Courtesy of C. Scott Hagler
Courtesy of C. Scott Hagler
When violinist Nolan Reed concluded the opening concert in the 6th annual Bach Festival, a distinct hush fell over the crowd. Everyone seemed to sense that Reed was making real music, not learning, not practicing and not struggling to get it right. Music that was beautiful and meaningful.
Sunday’s student recital has become a tradition with performers ranging in age from 6 to 20 and skills developed more than half a year to more than a decade of lessons, workshops and, in some cases, conservatory classes and competitions. Traditionally, the Sunday concert sets the festival in motion, and it is of necessity a mixed bag.
St. Mark’s Church is usually packed with parents and siblings, and so it was. Even the performers sat in the audience, spilling over the front pews onto altar benches and floor space. So it was no surprise to see a standing-room-only crowd at this popular event. And it’s no surprise but pure delight to see a tiny musician lifted onto a piano bench or wrestle a small cello up the altar stairs.
What does surprise is something more than the structural building blocks of Johann Sebastion Bach’s great music. When students study Bach, they have to master intricate polyphony, precision and rhythmic clarity.
It’s a small miracle to see piano students resisting the temptation to blur Baroque architecture by sneaking a foot to the pedal. It takes courage to play Bach cleanly. Precision and clarity seemed to be the twin goals of all 14 music teachers represented at Sunday’s concert.
Sharon Neufeld’s Suzuki Academy Viola Students opened the program with a crisp reading of a Bach Minuet. Before the beginning violists played a note, however, you knew they were on stage for a purpose.
No matter how young, the musicians presented themselves as professionals, and that demeanor generally held true throughout the recital. Dressed for the occasion, the musicians came on stage with a purpose. Everyone demonstrated remarkable concentration.
A few forgot to acknowledge the audience before playing, and several rushed off stage when their music ended. Only two forgot to bow, but on the whole, the musicians communicated that they were there to perform works by perhaps the world’s greatest composer.

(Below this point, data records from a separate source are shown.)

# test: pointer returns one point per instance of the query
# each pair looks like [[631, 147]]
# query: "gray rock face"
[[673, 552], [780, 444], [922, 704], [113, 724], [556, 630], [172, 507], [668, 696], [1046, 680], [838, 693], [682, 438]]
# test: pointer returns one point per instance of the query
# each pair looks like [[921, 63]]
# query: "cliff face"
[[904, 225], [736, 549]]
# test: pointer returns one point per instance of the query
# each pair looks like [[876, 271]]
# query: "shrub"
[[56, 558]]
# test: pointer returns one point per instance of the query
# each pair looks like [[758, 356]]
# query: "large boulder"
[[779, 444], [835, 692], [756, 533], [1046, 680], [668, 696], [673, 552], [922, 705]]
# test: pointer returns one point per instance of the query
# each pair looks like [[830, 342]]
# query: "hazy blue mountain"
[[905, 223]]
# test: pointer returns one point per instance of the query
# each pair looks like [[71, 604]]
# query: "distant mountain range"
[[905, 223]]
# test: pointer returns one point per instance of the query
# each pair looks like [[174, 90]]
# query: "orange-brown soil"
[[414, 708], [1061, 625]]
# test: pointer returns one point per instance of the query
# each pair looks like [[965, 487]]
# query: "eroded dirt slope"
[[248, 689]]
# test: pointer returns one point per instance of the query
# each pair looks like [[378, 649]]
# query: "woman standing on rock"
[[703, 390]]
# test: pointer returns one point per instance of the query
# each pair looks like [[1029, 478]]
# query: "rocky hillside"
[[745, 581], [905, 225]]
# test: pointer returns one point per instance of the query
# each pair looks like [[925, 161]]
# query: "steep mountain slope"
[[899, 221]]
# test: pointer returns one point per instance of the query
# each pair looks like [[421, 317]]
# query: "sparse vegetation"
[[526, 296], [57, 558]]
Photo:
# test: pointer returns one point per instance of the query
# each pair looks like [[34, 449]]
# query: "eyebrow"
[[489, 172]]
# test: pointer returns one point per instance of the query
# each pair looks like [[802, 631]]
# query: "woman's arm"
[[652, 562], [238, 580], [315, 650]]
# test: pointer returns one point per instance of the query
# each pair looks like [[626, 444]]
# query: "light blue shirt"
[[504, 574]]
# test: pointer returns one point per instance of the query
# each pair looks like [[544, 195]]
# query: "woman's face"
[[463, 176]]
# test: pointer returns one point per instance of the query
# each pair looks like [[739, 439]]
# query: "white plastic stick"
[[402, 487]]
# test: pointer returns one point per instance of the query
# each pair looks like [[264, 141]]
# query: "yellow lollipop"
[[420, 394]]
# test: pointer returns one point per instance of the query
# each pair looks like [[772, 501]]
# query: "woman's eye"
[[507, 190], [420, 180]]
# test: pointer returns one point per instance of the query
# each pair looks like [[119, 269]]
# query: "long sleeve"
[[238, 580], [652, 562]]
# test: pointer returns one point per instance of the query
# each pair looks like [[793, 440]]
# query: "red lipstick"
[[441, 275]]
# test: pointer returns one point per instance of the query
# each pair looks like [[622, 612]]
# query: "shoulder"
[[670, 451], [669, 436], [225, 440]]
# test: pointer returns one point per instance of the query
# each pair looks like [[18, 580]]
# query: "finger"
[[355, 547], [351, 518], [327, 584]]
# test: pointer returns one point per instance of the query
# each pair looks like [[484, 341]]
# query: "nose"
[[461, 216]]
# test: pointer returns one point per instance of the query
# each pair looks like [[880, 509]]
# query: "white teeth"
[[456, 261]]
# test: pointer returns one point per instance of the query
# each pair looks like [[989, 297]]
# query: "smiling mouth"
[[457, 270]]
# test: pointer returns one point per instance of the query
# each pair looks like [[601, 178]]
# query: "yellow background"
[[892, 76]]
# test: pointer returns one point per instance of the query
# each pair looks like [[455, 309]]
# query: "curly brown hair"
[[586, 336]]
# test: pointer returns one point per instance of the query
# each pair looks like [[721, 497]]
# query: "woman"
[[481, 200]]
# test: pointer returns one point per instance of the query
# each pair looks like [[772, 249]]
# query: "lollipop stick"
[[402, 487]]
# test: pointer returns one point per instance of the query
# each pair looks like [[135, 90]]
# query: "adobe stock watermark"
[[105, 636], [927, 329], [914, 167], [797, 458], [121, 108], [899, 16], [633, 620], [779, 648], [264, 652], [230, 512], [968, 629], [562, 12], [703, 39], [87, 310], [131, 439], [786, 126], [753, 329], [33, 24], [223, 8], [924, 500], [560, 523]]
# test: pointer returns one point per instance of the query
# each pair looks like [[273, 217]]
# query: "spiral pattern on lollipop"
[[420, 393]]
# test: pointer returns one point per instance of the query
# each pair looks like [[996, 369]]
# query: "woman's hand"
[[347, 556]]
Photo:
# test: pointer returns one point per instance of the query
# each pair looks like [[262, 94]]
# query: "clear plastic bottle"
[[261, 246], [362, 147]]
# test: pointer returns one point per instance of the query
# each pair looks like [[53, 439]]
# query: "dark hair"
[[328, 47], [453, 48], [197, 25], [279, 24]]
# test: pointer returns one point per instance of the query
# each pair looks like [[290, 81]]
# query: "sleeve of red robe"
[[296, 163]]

Most of the students constructed the scaffolding of Bach’s music. That’s where one has to begin. But once learned, mastered and absorbed, there’s music to be made, and three musicians stood out.
Reed’s incredibly beautiful rendering of part of the Sonata No. 4 in C Minor stood out. It was an elegant, sad dance with a lilting rhythm and song-like passages that Reed leaned into before pressing into a transition. He shaped every phrase and lingered over some long notes while his accompanist, Beverly Lawrence, intuitively supported the entire superstructure with a fine pulsating rhythm.
Cellist Steve White played the Allemande from Suite #2 in D Minor, another splendid minor-key evocation of music beyond building blocks. And violist Nick Wilbur performed the Courante from Bach’s Cello Suite No. 1, with a real sense of delight.
It’s a pleasure to listen to and watch performers who have integrated the music so deeply that they appear to have gone beyond just notes and rudimentary phrasing to enter the realm of musical expression.
Now the rest of the week is unfolding with Bach’s Lunch concerts at noon every day, two big concerts Wednesday and Saturday evenings, and this year, a few lectures by a Bach scholar for added value.
Timothy Smith, professor of music theory at Northern Arizona University will speak at the church Tuesday at noon and Wednesday evening before C. Scott Hagler presents the Goldberg Variations.
Smith will be at Fort Lewis College Thursday afternoon as part of the Artist in Residence program, and back at the church that night for a standalone lecture regarding the B Minor Mass.